Ashley Szanter, Associate Editor
The Utah Scottish Festival & Highland Games is three days of exploring Scottish heritage, complete with clans, bagpipes, heavy athletics, Celtic jewelry, meat pies and maybe some haggis. Expect musical acts and Highland dancing competitions. It’s Friday, June 9 to Sunday, June 11 at the Utah State Fair Park, tickets $10-15, free for children under 11.
Emily Lopez, Sales Associate
Opening Day for the Salt Lake City Farmer’s Market is this Saturday. You’ll find me with my sun hat and shades wandering among the local vendors, with a fresh limemade in hand from Sweet Lake. A few of my favorites stops are RubySnap Bakery, Volker’s Bakery, and Tagge’s! The market is from 8 a.m.-2 p.m. at Pioneer Park.
Melody Kester, Office Manager
Summer is here and with it comes the Twilight Concert Series presented by the Salt Lake City Arts Council at Pioneer Park. This will be the 30th year that the Arts Council has done this event. This year the series inlcudes a mix of different genres, including R & B, electronic, Jazz, folk rock, Funk, Soul, Hip Hop and Alternative. The first concert is July 20 with headliners Little Dragon. The rest of the season brings Solange, Cat Power, Andrew Bird and ends with The Roots on Aug. 31. Tickets $7.50 for GA or $30 for the VIP section. Outdoors with great music—what better way to spend a summer evening?
Jarom West, Senior Designer
The Utah Arts Festival marks the beginning of summer for many Salt Lakers. Hundreds of visual artists are joined by performers, plus work shops to learn how to create art yourself. Celebrate the arts at the first big event of the summer. June 22-25 | uaf.org
Andrea Peterson, Digital Media Manager
I’m fan of all music, but if I’m to be honest—I’m more of a ‘throw that girl around’ kind of gal. My dancing feet prefer the beats of the ’30s and ’40s. I was born in the wrong decade. And thanks to The Gallivan Center‘s big band swing Tuesday nights—these gams are gonna be getting a work out. Fear not my wall-flowered dancers. You don’t have to be skilled in jazz because the night includes free ballroom dancing lessons at 7 p.m. (There will also be snacks and libations for those who need a little sugar and liquid courage.)
Glen Warchol, Managing Editor
Summer is obviously here. But less well known to Utahns is that this is also malaria season somewhere along the equator. Just to be sure you aren’t vulnerable, it’s time to break out the G&Ts. Here’s a top-shelf recipe:
3 parts gin (Utah has several locally produced gins, including Jack Rabbit and Oomaw)
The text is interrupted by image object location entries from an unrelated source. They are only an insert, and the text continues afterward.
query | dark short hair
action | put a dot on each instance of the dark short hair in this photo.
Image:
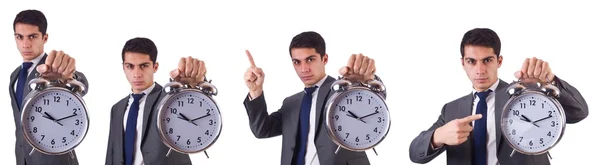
(140, 45)
(32, 17)
(481, 37)
(308, 39)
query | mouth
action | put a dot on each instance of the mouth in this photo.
(481, 80)
(138, 83)
(305, 78)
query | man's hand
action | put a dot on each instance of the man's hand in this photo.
(360, 68)
(454, 132)
(535, 70)
(190, 71)
(254, 78)
(58, 65)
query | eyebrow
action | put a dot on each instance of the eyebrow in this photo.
(311, 56)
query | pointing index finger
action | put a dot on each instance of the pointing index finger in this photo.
(250, 59)
(471, 118)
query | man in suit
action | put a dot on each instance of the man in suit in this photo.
(305, 139)
(134, 139)
(467, 130)
(30, 35)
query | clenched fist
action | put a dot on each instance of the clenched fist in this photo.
(190, 71)
(58, 65)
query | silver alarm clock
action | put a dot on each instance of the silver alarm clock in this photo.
(189, 119)
(532, 120)
(357, 116)
(54, 116)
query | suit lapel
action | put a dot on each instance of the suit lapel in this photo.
(33, 75)
(119, 135)
(322, 97)
(501, 98)
(149, 108)
(465, 108)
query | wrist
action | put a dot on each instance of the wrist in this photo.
(255, 93)
(435, 140)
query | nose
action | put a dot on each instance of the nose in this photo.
(137, 72)
(304, 68)
(480, 68)
(26, 43)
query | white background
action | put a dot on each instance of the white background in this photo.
(415, 45)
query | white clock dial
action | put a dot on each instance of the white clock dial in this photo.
(190, 121)
(533, 123)
(359, 119)
(56, 121)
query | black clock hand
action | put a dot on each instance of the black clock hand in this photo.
(186, 119)
(200, 117)
(48, 116)
(376, 112)
(542, 119)
(66, 117)
(525, 118)
(354, 116)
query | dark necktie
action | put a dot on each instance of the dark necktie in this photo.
(130, 129)
(22, 82)
(480, 130)
(304, 124)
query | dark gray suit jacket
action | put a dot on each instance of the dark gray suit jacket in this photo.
(153, 149)
(575, 107)
(285, 122)
(22, 148)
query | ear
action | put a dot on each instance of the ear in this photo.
(155, 67)
(45, 38)
(500, 58)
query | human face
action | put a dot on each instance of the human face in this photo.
(139, 70)
(481, 65)
(30, 41)
(309, 65)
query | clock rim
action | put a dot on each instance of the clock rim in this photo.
(506, 110)
(162, 107)
(329, 113)
(28, 102)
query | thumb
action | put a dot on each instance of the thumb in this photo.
(518, 74)
(174, 73)
(43, 68)
(344, 70)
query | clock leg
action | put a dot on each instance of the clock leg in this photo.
(169, 152)
(31, 152)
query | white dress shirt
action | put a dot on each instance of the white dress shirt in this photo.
(312, 158)
(35, 61)
(491, 122)
(138, 158)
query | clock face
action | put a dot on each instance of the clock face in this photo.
(55, 121)
(359, 119)
(533, 123)
(190, 121)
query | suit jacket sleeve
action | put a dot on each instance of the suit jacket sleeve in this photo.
(262, 124)
(81, 78)
(421, 150)
(575, 106)
(109, 148)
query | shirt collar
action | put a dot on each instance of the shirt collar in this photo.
(148, 90)
(493, 87)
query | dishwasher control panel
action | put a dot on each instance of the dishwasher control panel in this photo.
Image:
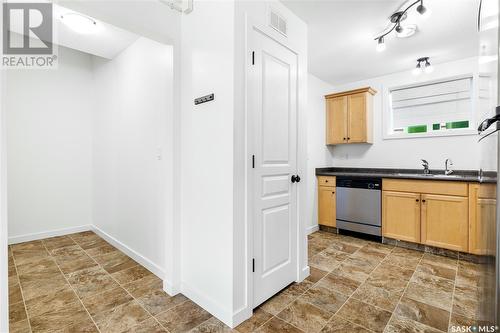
(366, 183)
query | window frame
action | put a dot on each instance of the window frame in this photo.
(387, 109)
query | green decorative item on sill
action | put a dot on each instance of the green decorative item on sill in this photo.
(417, 129)
(451, 125)
(457, 124)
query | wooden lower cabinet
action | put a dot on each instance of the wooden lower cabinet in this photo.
(327, 206)
(445, 221)
(482, 215)
(401, 216)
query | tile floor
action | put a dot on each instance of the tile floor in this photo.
(80, 283)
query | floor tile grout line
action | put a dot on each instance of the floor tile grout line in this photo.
(22, 293)
(71, 286)
(348, 297)
(351, 296)
(404, 291)
(133, 298)
(453, 293)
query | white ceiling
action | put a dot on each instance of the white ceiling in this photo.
(341, 33)
(107, 41)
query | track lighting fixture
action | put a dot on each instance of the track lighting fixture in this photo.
(423, 65)
(396, 20)
(380, 44)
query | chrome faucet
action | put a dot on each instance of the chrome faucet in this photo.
(425, 164)
(447, 167)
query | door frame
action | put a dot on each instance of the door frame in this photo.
(301, 273)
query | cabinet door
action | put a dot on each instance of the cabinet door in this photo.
(401, 216)
(357, 131)
(326, 206)
(336, 120)
(445, 221)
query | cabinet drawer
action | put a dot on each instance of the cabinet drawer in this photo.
(426, 186)
(487, 191)
(326, 180)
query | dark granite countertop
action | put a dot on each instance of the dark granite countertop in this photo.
(457, 175)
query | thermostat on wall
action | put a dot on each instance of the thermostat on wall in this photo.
(204, 99)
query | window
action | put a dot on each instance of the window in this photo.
(431, 109)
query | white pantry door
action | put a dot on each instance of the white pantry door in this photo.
(272, 118)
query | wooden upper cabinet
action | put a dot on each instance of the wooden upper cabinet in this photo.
(401, 216)
(349, 117)
(336, 119)
(445, 221)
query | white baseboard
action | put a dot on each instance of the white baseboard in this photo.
(242, 315)
(170, 289)
(48, 234)
(208, 304)
(312, 229)
(304, 273)
(151, 266)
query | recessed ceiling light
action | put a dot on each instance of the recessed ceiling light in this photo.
(79, 23)
(407, 31)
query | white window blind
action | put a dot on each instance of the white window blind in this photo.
(432, 107)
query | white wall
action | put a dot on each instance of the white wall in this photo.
(318, 153)
(406, 153)
(4, 288)
(49, 116)
(163, 24)
(132, 152)
(207, 53)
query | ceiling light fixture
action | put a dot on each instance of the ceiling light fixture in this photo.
(380, 44)
(407, 31)
(79, 23)
(423, 65)
(398, 17)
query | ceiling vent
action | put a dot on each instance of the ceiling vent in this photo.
(277, 22)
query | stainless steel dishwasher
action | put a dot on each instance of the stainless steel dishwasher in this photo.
(359, 205)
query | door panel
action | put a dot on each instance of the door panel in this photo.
(276, 233)
(357, 118)
(326, 206)
(272, 112)
(336, 120)
(445, 221)
(401, 216)
(276, 110)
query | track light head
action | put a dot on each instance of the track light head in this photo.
(421, 9)
(380, 44)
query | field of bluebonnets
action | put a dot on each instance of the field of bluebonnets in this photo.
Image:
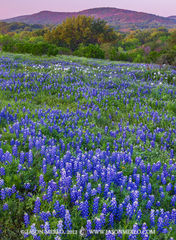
(86, 145)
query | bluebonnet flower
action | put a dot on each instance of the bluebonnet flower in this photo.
(46, 228)
(5, 207)
(60, 227)
(2, 171)
(37, 205)
(95, 205)
(26, 220)
(88, 227)
(67, 220)
(110, 235)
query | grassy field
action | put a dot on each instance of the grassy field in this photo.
(87, 148)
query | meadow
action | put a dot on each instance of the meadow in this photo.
(87, 149)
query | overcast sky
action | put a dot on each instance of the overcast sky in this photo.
(12, 8)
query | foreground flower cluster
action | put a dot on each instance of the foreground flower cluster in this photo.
(86, 146)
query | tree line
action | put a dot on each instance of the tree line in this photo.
(89, 37)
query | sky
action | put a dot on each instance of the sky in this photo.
(13, 8)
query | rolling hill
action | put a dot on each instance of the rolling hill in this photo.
(118, 18)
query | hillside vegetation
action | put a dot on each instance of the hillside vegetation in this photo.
(90, 37)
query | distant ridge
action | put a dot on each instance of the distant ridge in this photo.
(118, 18)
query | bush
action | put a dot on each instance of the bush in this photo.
(64, 50)
(90, 51)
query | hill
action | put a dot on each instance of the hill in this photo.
(118, 18)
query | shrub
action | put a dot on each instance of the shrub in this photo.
(90, 51)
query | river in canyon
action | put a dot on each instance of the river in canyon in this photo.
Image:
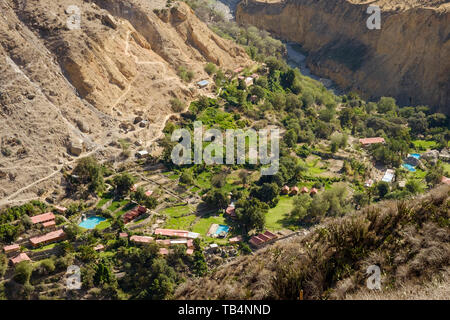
(295, 58)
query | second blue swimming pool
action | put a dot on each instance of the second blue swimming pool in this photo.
(91, 222)
(222, 228)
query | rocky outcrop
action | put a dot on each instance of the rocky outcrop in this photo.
(408, 58)
(60, 84)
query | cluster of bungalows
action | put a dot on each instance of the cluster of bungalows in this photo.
(185, 238)
(366, 142)
(46, 219)
(47, 238)
(133, 214)
(294, 190)
(262, 239)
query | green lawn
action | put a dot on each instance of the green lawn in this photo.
(117, 204)
(182, 223)
(177, 211)
(103, 225)
(202, 226)
(102, 202)
(446, 167)
(275, 215)
(126, 208)
(47, 247)
(423, 145)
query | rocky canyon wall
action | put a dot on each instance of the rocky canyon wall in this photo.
(407, 58)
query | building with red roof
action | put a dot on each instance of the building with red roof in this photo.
(369, 141)
(18, 259)
(48, 238)
(43, 218)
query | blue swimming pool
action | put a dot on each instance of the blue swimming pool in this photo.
(91, 222)
(222, 228)
(408, 167)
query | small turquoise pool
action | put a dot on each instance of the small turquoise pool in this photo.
(222, 228)
(408, 167)
(91, 222)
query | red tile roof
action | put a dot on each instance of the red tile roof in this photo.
(43, 217)
(367, 141)
(141, 239)
(163, 251)
(262, 238)
(165, 242)
(60, 209)
(48, 237)
(11, 248)
(21, 257)
(176, 233)
(99, 247)
(235, 239)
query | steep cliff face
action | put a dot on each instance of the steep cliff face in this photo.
(408, 58)
(62, 85)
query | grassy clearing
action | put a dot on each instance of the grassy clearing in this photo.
(182, 223)
(47, 247)
(177, 211)
(446, 168)
(126, 208)
(103, 201)
(103, 225)
(202, 226)
(423, 145)
(275, 216)
(117, 204)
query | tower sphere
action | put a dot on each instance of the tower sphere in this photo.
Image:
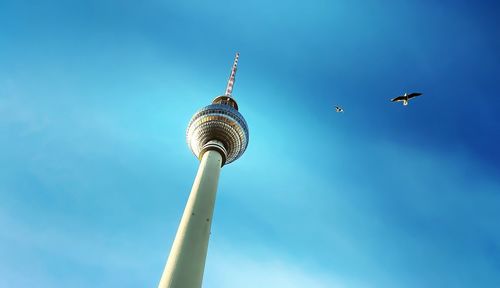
(220, 127)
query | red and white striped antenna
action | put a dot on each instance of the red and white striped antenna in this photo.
(230, 82)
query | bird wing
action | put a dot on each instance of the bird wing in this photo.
(411, 95)
(399, 98)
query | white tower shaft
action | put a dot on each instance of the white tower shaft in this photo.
(186, 262)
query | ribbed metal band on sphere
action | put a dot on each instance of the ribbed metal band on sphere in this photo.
(219, 122)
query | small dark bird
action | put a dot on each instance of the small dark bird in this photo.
(405, 98)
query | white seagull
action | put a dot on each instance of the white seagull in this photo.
(405, 98)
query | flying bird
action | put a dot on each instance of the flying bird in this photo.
(405, 98)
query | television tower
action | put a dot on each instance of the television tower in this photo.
(217, 134)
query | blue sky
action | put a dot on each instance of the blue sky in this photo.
(95, 97)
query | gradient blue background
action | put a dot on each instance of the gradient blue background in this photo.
(95, 97)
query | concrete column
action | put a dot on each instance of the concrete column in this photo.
(186, 262)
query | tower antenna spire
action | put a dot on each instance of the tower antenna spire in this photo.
(230, 82)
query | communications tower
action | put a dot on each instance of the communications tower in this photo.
(218, 135)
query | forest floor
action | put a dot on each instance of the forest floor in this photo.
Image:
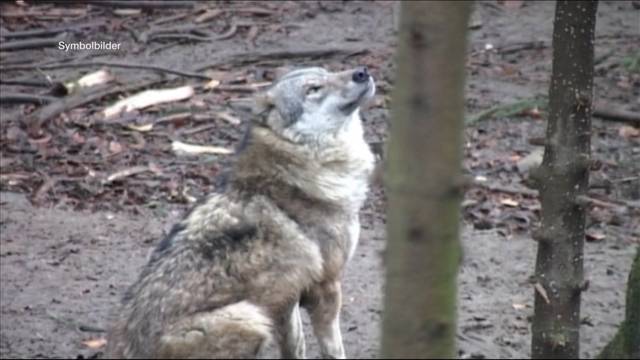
(83, 199)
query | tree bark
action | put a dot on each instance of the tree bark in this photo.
(423, 182)
(562, 178)
(626, 343)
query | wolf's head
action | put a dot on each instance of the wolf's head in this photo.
(312, 103)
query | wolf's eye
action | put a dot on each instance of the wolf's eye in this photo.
(313, 89)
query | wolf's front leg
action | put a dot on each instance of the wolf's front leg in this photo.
(324, 302)
(292, 344)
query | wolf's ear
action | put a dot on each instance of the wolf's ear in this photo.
(282, 71)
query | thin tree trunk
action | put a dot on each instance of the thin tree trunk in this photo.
(562, 178)
(423, 182)
(626, 343)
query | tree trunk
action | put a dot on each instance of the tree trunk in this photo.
(423, 182)
(626, 343)
(563, 179)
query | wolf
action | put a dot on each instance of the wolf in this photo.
(232, 275)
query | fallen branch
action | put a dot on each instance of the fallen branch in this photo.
(248, 88)
(170, 19)
(28, 44)
(180, 148)
(47, 32)
(148, 98)
(617, 115)
(507, 110)
(19, 98)
(198, 129)
(36, 119)
(143, 4)
(26, 82)
(506, 189)
(107, 64)
(249, 57)
(196, 34)
(126, 173)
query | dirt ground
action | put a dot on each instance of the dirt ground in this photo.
(71, 243)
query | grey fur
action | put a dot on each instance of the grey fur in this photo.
(229, 277)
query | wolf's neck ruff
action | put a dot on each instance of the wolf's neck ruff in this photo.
(334, 170)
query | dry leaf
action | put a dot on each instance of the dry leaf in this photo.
(127, 12)
(517, 306)
(228, 118)
(148, 98)
(95, 343)
(592, 236)
(115, 147)
(512, 4)
(540, 289)
(141, 128)
(627, 132)
(212, 84)
(509, 202)
(181, 148)
(208, 15)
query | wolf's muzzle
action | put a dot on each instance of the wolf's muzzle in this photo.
(361, 75)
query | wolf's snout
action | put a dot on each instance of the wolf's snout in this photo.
(361, 75)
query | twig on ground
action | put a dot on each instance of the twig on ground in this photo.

4 parts tonic water (for its malaria-fighting quinine)
Pour the gin over frozen tonic-water cubes in a highball glass.
Pour the tonic water over that.
Squeeze a wedge of lime over the top and drop it in. (Brits prefer lemon.)
Note: If your yard is overrun with mint, grab a leaf, bruise it and put it at the bottom of the glass before adding the tonic cubes.
Find an aluminum folding chair and kick back knowing you’ve joined the worldwide fight against malaria. Note: To effectively treat malaria with quinine tonic, you would need to drink upwards of five gallons of G&Ts—a day. So hop to it.